As we dig, drill, and excavate to unearth the planet’s mineral bounty, the resources we exploit from ores, veins, seams, and wells are gradually becoming exhausted. Mineral treasures that took millions, or even billions, of years to form are now being squandered in just centuries—or sometimes just decades.
Will there come a time when we actually run out of minerals? Debates already soar over how we are going to obtain energy without oil, coal, and gas. But what about the other mineral losses we face? Without metals, and semiconductors, how are we going to keep our industrial system running? Without mineral fertilizers and fuels, how are we going to produce the food we need?

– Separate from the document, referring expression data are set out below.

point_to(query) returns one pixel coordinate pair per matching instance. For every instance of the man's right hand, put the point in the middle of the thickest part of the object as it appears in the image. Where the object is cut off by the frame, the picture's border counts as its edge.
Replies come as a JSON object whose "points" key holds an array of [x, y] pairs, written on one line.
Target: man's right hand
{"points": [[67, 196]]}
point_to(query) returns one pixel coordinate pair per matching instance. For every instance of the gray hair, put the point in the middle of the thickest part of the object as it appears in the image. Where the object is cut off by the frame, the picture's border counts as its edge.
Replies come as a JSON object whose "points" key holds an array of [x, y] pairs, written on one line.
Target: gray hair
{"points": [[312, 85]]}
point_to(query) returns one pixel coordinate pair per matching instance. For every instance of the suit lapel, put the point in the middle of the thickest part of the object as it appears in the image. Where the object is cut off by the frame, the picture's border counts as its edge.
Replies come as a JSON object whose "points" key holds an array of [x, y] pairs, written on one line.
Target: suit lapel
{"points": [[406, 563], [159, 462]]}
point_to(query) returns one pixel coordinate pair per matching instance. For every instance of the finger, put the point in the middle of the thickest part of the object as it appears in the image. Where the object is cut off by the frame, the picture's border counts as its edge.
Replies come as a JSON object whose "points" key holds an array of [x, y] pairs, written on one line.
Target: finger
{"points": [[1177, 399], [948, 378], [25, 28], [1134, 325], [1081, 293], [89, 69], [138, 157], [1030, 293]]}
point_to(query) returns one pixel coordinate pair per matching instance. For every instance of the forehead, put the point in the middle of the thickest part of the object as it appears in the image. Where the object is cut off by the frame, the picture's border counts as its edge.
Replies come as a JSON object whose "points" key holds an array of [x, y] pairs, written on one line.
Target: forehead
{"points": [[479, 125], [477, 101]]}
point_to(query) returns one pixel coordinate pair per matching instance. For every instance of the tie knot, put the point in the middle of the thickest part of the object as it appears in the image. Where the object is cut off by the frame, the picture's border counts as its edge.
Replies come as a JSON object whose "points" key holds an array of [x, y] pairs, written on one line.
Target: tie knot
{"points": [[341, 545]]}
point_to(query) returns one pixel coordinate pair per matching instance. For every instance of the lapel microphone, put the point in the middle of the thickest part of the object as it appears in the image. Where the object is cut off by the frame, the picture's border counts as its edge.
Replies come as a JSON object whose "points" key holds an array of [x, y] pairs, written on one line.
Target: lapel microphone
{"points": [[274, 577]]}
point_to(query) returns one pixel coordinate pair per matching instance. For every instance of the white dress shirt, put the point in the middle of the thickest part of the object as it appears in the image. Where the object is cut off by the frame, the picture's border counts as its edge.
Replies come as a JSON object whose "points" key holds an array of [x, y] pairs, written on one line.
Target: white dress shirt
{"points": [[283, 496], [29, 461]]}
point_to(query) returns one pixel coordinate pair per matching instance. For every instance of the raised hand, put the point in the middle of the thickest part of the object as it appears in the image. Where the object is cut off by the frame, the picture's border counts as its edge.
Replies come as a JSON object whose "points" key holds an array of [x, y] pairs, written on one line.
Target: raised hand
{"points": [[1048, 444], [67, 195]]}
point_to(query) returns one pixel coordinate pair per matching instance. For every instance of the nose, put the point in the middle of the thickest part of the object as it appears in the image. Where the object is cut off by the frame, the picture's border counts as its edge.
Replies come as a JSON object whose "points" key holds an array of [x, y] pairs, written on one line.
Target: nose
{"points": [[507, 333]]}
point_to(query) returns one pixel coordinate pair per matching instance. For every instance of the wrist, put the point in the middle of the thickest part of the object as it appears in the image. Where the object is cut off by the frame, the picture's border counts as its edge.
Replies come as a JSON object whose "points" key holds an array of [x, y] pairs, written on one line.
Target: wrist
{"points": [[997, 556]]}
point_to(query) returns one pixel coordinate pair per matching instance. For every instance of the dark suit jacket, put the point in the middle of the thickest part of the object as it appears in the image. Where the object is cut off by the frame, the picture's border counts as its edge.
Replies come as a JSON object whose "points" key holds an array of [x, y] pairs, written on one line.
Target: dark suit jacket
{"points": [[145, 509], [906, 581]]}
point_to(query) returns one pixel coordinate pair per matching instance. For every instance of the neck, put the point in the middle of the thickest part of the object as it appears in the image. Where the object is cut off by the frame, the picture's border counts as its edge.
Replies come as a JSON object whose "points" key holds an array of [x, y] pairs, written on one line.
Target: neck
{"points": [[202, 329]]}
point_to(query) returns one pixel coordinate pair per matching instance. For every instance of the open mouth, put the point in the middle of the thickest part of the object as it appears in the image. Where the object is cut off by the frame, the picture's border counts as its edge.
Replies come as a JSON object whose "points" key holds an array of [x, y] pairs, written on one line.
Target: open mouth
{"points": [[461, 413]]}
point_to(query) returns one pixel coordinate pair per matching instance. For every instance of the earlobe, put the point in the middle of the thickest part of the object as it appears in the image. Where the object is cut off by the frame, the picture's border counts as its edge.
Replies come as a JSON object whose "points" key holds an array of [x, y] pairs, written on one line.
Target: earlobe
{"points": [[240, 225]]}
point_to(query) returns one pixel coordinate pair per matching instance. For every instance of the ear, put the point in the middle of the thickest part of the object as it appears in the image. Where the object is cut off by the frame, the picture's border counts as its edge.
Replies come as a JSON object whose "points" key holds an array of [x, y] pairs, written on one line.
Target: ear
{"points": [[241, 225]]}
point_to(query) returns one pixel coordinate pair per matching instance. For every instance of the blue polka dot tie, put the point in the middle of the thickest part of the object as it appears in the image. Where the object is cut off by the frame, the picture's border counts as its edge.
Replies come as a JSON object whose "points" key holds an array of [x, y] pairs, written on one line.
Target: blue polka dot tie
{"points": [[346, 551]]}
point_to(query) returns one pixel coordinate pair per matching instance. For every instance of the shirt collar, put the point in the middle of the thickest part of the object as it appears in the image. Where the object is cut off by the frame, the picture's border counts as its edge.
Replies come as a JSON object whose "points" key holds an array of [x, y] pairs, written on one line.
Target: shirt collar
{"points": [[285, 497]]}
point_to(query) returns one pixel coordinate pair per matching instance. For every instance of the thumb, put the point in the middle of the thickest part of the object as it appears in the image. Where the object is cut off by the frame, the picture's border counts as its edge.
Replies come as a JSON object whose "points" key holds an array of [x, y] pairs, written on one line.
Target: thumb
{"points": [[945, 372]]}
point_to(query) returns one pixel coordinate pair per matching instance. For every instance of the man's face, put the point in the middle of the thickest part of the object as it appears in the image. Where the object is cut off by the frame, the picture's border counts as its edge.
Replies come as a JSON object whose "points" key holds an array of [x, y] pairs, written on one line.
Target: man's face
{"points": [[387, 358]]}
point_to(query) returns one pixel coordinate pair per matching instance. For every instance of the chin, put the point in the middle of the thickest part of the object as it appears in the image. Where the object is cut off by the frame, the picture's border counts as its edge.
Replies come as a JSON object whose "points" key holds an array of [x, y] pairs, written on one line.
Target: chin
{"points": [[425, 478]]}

Ugo Bardi delivers a sweeping history of the mining industry, starting with its humble beginning when our early ancestors started digging underground to find the stones they needed for their tools. He traces the links between mineral riches and empires, wars, and civilizations, and shows how mining in its various forms came to be one of the largest global industries. He also illustrates how the gigantic mining machine is now starting to show signs of difficulties.
The easy mineral resources, the least expensive to extract and process, have been mostly exploited and depleted. There are plenty of minerals left to extract, but at higher costs and with increasing difficulties. The effects of depletion take different forms and one may be the economic crisis that is gripping the world system. And depletion is not the only problem. Mining has a dark side—pollution—that takes many forms and delivers many consequences, including climate change.
The world we have been accustomed to, so far, was based on cheap mineral resources and on the ability of the ecosystem to absorb pollution without generating damage to human beings. Both conditions are rapidly disappearing. Having thoroughly plundered planet Earth, we are entering a new world.
Bardi draws upon the world’s leading minerals experts to offer a compelling glimpse into that new world ahead.